I may be a little forgetful these days but I do remember me starting up as a single mum with no money. More importantly I didn't have a site like this to help me or any contact with experienced people to help me. I would have given my right arm for such a resource at that time.

You are sensitive but the assumption that the rest of us are as hard as nails is not accurate. You have upset one of the loveliest girls on here who gives freely of her time despite a very busy business as well as a young family. We all have feelings, all of us and all of us remember what it was like to start up.

Take the comments as they were intended and improve your site. You have plenty of time as I see you are not opening until November so you have lots of time to play and get it right.

I think the lesson that everyone can learn here is not to ask for feedback if you don't want to hear anything that disagrees with what you have there. Or, alternatively, let people know that you are sensitive so to be extra specially gentle with you. That way you will only get the replies you want.

You will need to toughen up a bit and become like the rest of us if you are to succeed in your own business though. How are you going to cope when a client complains about a treatment or you get one of the many con artists visit you and then want a refund?

I think, probably, that this thread has come to the end of it's life as you have taken your link off and decided not to continue discussing this matter.
 
I obviously cant look at your website so cant comment on it but well done for making one i still havent had time!hope it brings you some new clients!!good luck xx

Sent from my X10i
 
Oh planky I'm actually genuinely sorry for you and the way this has turned out but I agree at the very patronising almost verging on nasty post x people could just go on and on writing the same old x I'm actually really frustrated at some peoples posts and I couldn't agree more with everything u have replied back with xxxx
AND I'M Sorry but what is the point in having an "about me" section if we get slated for what we write! One thing comes to mind, you have a personalty they don't !
Still a big well done to you and I hope there's no more nasty posts xxxxxx mwah
 
Are we still doing this???
 
I have read & re-read the 1st couple or so of posts that were made in reference to their opinions on said website. Now maybe I'm being a bit thick here but I can't for the life of me see anything that was written in a nasty manner.

Opinions were asked for & that's what were given. They may not have been to the liking of the OP but they certainly weren't mean or anything of that ilk.

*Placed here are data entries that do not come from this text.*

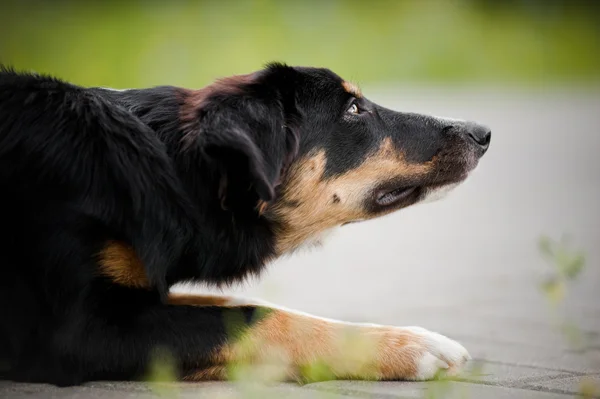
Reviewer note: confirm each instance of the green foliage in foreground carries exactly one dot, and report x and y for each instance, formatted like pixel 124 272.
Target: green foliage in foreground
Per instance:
pixel 189 43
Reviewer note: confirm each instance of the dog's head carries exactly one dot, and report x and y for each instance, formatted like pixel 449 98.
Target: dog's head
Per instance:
pixel 307 151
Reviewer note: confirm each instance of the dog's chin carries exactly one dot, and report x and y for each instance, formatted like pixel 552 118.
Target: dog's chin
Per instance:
pixel 437 192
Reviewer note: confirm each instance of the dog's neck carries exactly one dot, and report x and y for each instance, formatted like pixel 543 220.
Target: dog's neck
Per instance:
pixel 231 245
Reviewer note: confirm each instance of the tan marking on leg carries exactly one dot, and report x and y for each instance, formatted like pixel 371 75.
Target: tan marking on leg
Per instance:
pixel 352 89
pixel 198 300
pixel 349 351
pixel 310 204
pixel 120 263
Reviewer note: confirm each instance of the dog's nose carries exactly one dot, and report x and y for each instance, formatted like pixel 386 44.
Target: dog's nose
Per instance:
pixel 480 134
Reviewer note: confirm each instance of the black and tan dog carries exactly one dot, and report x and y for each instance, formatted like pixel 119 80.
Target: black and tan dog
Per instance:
pixel 111 197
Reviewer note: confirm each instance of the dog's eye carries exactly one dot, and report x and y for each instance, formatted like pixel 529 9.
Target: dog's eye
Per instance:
pixel 353 109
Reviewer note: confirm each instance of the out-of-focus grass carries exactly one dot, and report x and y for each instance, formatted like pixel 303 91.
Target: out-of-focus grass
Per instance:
pixel 567 265
pixel 189 43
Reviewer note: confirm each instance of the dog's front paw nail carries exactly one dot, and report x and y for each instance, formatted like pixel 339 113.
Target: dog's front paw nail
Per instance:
pixel 440 354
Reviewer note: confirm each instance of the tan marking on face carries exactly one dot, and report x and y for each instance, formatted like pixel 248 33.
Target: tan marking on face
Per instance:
pixel 310 204
pixel 352 89
pixel 120 263
pixel 292 341
pixel 197 300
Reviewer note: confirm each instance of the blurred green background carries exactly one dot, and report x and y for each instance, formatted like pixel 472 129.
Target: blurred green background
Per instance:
pixel 189 43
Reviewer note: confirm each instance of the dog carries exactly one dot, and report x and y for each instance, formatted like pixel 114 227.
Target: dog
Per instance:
pixel 110 197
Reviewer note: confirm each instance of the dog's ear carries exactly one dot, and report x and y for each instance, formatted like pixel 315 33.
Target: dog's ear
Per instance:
pixel 245 125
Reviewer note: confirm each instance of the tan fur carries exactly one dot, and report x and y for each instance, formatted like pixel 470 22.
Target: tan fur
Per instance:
pixel 292 341
pixel 119 262
pixel 311 204
pixel 352 89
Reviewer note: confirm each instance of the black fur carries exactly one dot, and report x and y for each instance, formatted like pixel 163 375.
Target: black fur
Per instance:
pixel 175 174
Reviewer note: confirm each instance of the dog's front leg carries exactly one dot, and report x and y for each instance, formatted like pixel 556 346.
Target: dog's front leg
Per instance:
pixel 293 341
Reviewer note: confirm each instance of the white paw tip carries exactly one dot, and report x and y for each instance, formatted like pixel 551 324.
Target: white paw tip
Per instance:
pixel 441 353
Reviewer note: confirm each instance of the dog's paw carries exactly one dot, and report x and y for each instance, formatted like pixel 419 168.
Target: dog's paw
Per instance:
pixel 437 354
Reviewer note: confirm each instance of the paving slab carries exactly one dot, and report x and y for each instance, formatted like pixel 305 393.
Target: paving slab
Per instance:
pixel 574 384
pixel 509 375
pixel 212 390
pixel 445 390
pixel 523 355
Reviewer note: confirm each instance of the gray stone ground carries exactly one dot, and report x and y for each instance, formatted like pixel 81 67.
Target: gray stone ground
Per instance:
pixel 467 267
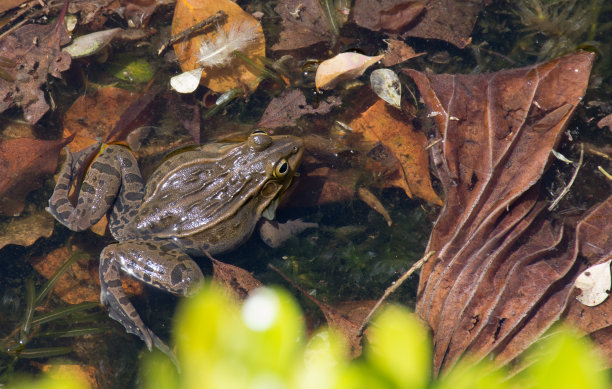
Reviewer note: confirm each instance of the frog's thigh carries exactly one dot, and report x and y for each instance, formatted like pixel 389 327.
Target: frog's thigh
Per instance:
pixel 160 264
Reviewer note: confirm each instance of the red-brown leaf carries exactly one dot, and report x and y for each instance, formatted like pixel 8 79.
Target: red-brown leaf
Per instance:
pixel 35 51
pixel 502 272
pixel 24 163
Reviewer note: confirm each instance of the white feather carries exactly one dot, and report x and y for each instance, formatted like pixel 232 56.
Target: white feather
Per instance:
pixel 220 51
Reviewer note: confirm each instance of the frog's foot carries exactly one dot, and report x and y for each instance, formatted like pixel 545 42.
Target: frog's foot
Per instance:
pixel 157 263
pixel 274 234
pixel 59 203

Cannot see why this has all been blown out of proportion, to be honest!
 
Oh planky I'm actually genuinely sorry for you and the way this has turned out but I agree at the very patronising almost verging on nasty post x people could just go on and on writing the same old x I'm actually really frustrated at some peoples posts and I couldn't agree more with everything u have replied back with xxxx
AND I'M Sorry but what is the point in having an "about me" section if we get slated for what we write! One thing comes to mind, you have a personalty they don't !
Still a big well done to you and I hope there's no more nasty posts xxxxxx mwah

I'm reporting this post I think it's called TROLLING when someone posts to make trouble!
 
I've reported the full thread cos I'm fed up of seeing fights over stupid things on here.

Its absolutely ridiculous, we all have a lot better stuff to do than argue on Geek. Agree to disagree, thread should be closed. The OP has deleted the website so the thread is irrelevant anyway.
 
Well I have now closed this thread. I even feel like deleting the entire thread but then some valuable lessons and information will be lost.

A couple of points to bear in mind -

1. if you ask for feedback, you need to accept that it may not be to your taste.

2. If you feel tone in a post, then that feeling is yours and not put there by someone else.

3. Websites are your shop window on the internet. You may have the most beautiful looking shop window in the world, however if it is not optimised correctly then no one will see it. No point in having it then is there.

4. Google is like a person so if people are having a problem with your website, then maybe Google will too.